Scientists have proved that the way our brains are wired plays into how we engage with the physical spaces around us. But so, surely, do our life experiences—where we come from, and our cultural values make a difference in how we perceive space and utilize it.
That's certainly what James Rojas believes. In his 20-year career as a city and transportation planner, Rojas has seen members of local Latino communities across the U.S.—particularly immigrants—carry over ideas about public space uses from the countries they've left behind. He's become a prominent proponent of what he calls Latino Urbanism, the idea that including more Latino ideas and voices in design processes is key to planning more inclusive urban and suburban communities.
In many Latin American cities, buildings and their adjacent public spaces were designed following the "Law of the Indies," a 17th century body of laws that influenced town planning in the Spanish colonies, Rojas explains. One reliable fixture in these towns is the plaza—an open space, often with a central fountain, where children play and neighbors gossip.
What concerns Rojas is that in the suburban setting here in the United States (and, for that matter, plenty of urban settings, too), the plaza is absent.
“You build on what you know, so a lot of Latinos will transform their front yards into plazas,” Rojas says. He's traced this transformation of the typical U.S. single-family home in heavily Latino neighborhoods into what he's dubbed the "Latino Vernacular," which can also have specific regional variations, as in East Los Angeles:
“These [private] spaces lead into the bigger context of the city,” Rojas says. But of course, just because many Latinos like and understand the social context of the plaza doesn't mean you can plop down a bunch of plazas in a given city, he cautions. (Plus, Latinos appear to be doing a pretty good job of doing that themselves).
The point, rather, is to look at why some cultures like and use plazas, to better understand how these communities use both alternative public spaces or the spaces outside their homes.

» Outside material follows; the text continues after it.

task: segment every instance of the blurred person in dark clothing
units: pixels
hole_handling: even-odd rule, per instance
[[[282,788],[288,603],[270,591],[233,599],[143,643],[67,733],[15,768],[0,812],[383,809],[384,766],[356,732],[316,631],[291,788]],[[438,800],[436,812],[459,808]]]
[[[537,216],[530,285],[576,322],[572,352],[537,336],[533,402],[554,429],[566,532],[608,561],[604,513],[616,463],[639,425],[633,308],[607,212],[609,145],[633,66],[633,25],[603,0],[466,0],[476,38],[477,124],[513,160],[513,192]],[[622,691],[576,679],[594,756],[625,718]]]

Observing what they do with their front and back yards, how much they walk and bike, or how street vendors operate nearby can help determine things like whether wider sidewalks or bike lanes are needed, or where to put benches.
It's a seemingly uncontroversial concept that nonetheless rarely bubbles up into larger conversations about the future of diverse U.S. metro areas. Last month, for instance,The Denver Post's Ray Mark Rinaldi criticized that city's rehabbed Union Station as not doing enough to attract people of color—the "neo-classical" style in which the complex was built was a reminder of colonial rule, he argued, and thus alienates minorities. No statues of minority figures appear in or around the station, and no low-cost multicultural restaurants operate in the food court.
The column came under fire in Denver. In his reply to Rinaldi, Dean Saitta, a professor of anthropology and Director of the Urban Studies program at the University of Denver, countered that putting in a Mexican restaurant or a statue would be a superficial fix. While he agrees with Rinaldi that a conversation about diversity in how we build and design our cities is crucial, "sometimes a neo-classical building should be left a neo-classical building,” Saitta says.
"One size does not fit all,” says Setha Low, a professor of anthropology at The Graduate Center of the City University of New York, who's written several books on diversity in public spaces, and one specifically on parks. "[Creating diverse spaces] requires that you go deeper."
Low includes in her definition of 'diverse' not just ethnic and racial minorities but also class, gender, age, sexual preference, and ability differences. She recommends that urban planners and designers really understand their target audience through ethnographic research, in addition to the ecological and structural research that usually precedes the planning process.
The truth is that the conversation around "intercultural urbanism" or "multicultural urban planning" or "diverse urbanism" (whichever term you prefer) still only exists in small urban planning circles, Saitta says. But maybe that's because planners, politicians, and designers haven't yet come to terms with how quickly the demographics in U.S. metro areas are changing, Saitta offers. "Now, it's going to be time to face the music."